De partners zijn er rotsvast van overtuigd dat fotovoltaïsche zonnepanelen op zee één van de belangrijkste bronnen van groene energie zijn voor de toekomst. Als dat op diezelfde locatie gecombineerd wordt met aquacultuur en offshore windenergie, dan maakt deze innovatieve technologie het bovendien mogelijk om de beschikbare ruimte efficiënter te gebruiken.
Het consortium werd, onder leiding van Tractebel, opgericht in het kader van de Vlaamse Blauwe Cluster en wordt sterk ondersteund door VLAIO. Dit project beschikt over een budget van ongeveer € 2 miljoen, wat het resultaat is van een samenwerking tussen de industrie en overheidssteun. Met die middelen wil het consortium nieuwe concepten ontwikkelen en testen uitvoeren in het laboratorium en in de praktijk om zo de eerste stappen te zetten in de richting van de commercialisering van de technologie.

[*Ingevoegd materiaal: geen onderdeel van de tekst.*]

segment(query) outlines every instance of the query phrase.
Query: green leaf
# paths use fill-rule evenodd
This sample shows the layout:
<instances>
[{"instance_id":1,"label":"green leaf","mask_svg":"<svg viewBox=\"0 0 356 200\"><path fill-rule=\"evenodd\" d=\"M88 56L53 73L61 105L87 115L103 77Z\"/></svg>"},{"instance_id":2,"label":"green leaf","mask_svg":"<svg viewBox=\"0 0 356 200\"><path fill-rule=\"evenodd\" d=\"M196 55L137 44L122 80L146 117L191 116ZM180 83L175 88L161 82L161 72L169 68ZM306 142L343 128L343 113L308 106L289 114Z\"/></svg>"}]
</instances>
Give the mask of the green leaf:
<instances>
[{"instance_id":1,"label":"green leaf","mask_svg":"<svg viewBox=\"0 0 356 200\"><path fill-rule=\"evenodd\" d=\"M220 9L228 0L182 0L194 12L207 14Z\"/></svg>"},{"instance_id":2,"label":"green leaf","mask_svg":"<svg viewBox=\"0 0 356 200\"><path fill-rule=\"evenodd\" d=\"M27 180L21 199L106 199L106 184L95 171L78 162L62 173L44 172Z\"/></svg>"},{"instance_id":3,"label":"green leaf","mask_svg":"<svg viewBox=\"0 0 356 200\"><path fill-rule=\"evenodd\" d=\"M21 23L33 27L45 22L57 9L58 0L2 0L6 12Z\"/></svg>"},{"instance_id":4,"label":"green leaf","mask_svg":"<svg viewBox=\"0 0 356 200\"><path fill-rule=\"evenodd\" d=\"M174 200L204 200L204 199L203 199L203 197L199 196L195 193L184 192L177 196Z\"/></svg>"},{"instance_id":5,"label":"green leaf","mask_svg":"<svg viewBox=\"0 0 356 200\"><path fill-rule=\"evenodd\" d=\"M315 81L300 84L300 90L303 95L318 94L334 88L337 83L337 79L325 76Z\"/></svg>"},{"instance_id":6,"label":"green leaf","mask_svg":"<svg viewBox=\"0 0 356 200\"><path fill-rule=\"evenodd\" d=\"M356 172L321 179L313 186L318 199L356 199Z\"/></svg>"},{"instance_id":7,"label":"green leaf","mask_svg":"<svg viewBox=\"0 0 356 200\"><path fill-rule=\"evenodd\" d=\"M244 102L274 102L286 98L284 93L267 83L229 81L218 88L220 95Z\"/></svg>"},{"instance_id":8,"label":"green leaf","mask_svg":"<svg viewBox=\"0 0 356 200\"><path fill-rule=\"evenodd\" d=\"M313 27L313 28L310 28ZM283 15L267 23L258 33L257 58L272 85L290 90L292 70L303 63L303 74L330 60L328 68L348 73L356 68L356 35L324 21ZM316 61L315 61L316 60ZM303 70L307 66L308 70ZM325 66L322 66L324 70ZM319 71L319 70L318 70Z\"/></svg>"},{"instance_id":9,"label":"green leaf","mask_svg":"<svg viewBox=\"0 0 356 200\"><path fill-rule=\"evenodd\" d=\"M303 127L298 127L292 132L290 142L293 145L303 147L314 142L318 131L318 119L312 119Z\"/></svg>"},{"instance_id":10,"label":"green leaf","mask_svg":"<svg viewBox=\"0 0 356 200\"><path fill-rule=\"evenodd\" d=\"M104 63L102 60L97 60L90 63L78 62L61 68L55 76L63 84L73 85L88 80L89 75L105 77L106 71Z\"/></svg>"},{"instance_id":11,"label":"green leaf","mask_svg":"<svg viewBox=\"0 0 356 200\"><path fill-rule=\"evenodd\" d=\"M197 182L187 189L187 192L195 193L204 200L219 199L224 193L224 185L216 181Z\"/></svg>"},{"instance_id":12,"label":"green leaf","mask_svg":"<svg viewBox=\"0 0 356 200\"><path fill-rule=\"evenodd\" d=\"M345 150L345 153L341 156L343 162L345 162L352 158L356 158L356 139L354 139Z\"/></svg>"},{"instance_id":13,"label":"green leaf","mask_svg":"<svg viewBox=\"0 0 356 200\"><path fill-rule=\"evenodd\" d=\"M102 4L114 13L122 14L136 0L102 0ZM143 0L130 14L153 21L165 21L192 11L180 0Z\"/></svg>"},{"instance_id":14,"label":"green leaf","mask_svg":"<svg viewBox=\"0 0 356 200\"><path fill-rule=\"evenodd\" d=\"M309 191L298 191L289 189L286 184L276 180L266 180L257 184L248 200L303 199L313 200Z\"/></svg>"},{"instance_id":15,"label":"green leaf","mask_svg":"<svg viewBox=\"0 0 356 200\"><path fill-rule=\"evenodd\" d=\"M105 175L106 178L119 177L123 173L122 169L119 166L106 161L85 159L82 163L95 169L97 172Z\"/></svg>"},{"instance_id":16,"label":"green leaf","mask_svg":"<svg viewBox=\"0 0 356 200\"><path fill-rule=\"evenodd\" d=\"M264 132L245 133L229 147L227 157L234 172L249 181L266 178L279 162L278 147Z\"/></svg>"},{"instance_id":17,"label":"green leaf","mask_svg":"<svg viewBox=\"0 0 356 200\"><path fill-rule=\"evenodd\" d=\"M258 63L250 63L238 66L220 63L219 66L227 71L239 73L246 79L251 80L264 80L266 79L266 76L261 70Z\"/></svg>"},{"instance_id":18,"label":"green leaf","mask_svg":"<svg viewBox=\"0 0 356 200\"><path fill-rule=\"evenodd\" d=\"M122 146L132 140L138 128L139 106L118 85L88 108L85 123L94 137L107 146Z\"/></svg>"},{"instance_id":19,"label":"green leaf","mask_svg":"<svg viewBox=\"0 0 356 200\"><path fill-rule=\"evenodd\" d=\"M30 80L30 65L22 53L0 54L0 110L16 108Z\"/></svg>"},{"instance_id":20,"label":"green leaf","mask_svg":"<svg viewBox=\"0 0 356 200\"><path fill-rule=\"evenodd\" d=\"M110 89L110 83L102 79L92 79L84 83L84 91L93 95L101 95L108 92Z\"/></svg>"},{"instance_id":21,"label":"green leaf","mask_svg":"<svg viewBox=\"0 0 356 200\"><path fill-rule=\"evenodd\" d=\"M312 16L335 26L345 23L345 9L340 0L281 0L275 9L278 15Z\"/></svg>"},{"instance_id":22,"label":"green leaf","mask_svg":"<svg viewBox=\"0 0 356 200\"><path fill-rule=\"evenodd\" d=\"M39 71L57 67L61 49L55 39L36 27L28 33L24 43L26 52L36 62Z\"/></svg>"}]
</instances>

Denis Lohest, CEO van Tractebel in België: ”Dit baanbrekend initiatief sluit perfect aan bij de ambitie van Tractebel om een wereldspeler te worden inzake offshore engineering voor energieproductie, -opslag en -transport. In navolging van onze actieve betrokkenheid bij één van ’s werelds eerste drijvende windparken is het nu een grote eer voor ons om samen te werken met de belangrijkste energiespelers voor de ontwikkeling van een nagelnieuwe technologie voor offshore zonnepanelen op locaties met hoge golven.”
Luc Vandenbulcke, CEO van DEME: “Bij DEME hebben we er alle vertrouwen in dat offshore zonnetechnologie (hoge golven) een belangrijke rol kan spelen bij het verwezenlijken van een duurzame energie-overgang. Dankzij onze knowhow, hightech uitrusting en innovatieve oplossingen, zijn we altijd al een pionier geweest op de markt van de hernieuwbare energie. We kijken er dan ook naar uit om met onze consortiumpartners samen te werken en ’s werelds eerste offshore zonne-energiepark op een locatie met hoge goven in België te ontwikkelen en te installeren.”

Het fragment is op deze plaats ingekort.